Das Internet, wie wir es kennen, nähert sich seinem Ende. Man kann es nicht mehr verleugnen. Innovationen gibt es keine mehr, einzig die neuen Höchstgeschwindigkeiten bei der Datenübertragung. Und das kostet. In Zukunft werden Kühlschränke miteinander kommunizieren, soll so sein, aber was machen die Menschen? Die Gratis-Kultur pfeift aus dem letzten Loch, und wer Musik, Filme, Büroprogramm und Spiele nutzen will, zahlt Abo-Gebühren. Kostet ja nur 9,99 Euro. Aber die Cloud- und Streamingdienste läppern sich ganz schön zusammen. Datenschutz ist eine leere Hülle, denn längst haben alle Anbieter schon ihre gläsernen Kunden, und bald werden Banken, Versicherungen und Krankenkassen auch noch für einige Aufregungen sorgen, wenn man den möglichen Datenaustausch nicht gesetzlich unterbindet. Ist alles verloren?

Das Ende der Überwachung ist nicht in Sicht, aber Verbesserungen. - © WZ-Collage, Foto: unsplash/Matthew Henry
Das Ende der Überwachung ist nicht in Sicht, aber Verbesserungen. - © WZ-Collage, Foto: unsplash/Matthew Henry

Mitnichten. Zumindest wenn es nach den technikaffinen Vordenkern geht. Nach deren Meinung wird die Blockchain für Transaktionen nämlich das, was das Internet einmal für die Information war. Und noch viel mehr - denn die Nutzer sollen nicht nur ihre Rechtsgeschäfte und Transaktionen ohne "Mittelsmänner" abschließen können, nein, sie werden auch wieder die Hoheit über ihre Daten erlangen.
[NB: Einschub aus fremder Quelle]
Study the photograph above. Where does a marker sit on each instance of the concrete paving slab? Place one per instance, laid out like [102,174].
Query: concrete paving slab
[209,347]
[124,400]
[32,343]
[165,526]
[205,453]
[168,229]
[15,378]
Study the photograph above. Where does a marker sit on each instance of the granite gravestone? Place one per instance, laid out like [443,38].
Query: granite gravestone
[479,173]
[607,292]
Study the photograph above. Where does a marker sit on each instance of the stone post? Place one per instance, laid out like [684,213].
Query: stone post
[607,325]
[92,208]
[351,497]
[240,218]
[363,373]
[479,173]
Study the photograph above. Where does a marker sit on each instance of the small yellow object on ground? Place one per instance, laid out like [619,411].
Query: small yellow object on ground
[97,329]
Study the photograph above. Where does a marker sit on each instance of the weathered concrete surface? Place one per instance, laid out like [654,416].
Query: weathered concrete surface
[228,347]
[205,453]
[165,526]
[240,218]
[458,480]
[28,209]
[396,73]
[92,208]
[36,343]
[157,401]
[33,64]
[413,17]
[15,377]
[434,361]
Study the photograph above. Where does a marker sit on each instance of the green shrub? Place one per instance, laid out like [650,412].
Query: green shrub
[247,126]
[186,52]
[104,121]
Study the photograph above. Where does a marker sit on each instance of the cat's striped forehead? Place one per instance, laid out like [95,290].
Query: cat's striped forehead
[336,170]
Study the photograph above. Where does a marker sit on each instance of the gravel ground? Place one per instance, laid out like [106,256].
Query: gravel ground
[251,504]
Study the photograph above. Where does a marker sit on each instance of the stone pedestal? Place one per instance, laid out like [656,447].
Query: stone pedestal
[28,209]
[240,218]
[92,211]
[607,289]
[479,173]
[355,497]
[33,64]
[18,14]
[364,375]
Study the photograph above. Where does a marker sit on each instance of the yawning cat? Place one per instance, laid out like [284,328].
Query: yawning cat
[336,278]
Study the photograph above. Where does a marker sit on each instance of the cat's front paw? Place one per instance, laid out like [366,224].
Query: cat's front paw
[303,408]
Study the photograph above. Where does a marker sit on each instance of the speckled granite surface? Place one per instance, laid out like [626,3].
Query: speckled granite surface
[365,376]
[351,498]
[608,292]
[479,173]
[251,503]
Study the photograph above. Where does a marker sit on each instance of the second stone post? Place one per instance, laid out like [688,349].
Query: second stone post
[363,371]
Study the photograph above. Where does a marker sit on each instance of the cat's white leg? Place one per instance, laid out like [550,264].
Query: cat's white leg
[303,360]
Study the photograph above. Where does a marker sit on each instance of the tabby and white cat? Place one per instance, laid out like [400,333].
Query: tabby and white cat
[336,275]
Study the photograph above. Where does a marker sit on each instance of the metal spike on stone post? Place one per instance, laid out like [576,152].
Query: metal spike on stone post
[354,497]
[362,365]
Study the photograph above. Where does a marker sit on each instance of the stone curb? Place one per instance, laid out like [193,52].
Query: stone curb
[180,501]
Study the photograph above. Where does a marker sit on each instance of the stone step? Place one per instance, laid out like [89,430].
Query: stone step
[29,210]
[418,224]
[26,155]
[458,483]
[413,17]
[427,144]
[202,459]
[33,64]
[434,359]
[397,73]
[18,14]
"Derzeit steckt die Blockchain-Technologie noch in den Kinderschuhen. Ähnlich wie bei den Anfängen des Internets gibt es noch zahlreiche Probleme. Die Anwendungsfreundlichkeit ist noch nicht gegeben, Blockchain-Datentransfer ist noch sehr langsam und relativ teuer", sagt Robert Schwertner, Experte für Blockchain-Technologie. "Positiv ist, dass mehr über den Umgang mit persönlichen Daten nachgedacht wird. Denn derzeit hören wir regelmäßig in den Nachrichten, dass Daten gestohlen wurden, dass Server gehackt wurden. Damit ist im Blockchain-Zeitalter Schluss. Blockchain bringt einen Quantensprung an Sicherheit, das kann man schon sagen. Wir werden zukünftig ein sichereres Internet haben. Daten werden dann viel besser geschützt sein. Ich will nämlich nicht, dass meine Bank meine Transaktionsdaten an Dritte verkauft - so wie dies derzeit der Fall ist - oder dass meine Krankenversicherung meine Gesundheitsdaten weitergibt."

Die Vorteile der Blockchain im Vergleich zum Internet: Transparenz, Dezentralisierung, Unveränderlichkeit, einfaches Nachverfolgen von Informationen, Sicherheit von Daten, Peer-to-Peer-Interaktion und keine Störung durch Dritte. "Das Internet hat eine ganz große Stärke: Man kann sehr einfach Informationen auf Endgeräte wie Computer und Smartphones laden, das ist wunderbar und tatsächlich eine Revolution, die in den 1990ern begann. Plötzlich stand uns eine unglaubliche Menge an Informationen zur Verfügung", so Schwertner.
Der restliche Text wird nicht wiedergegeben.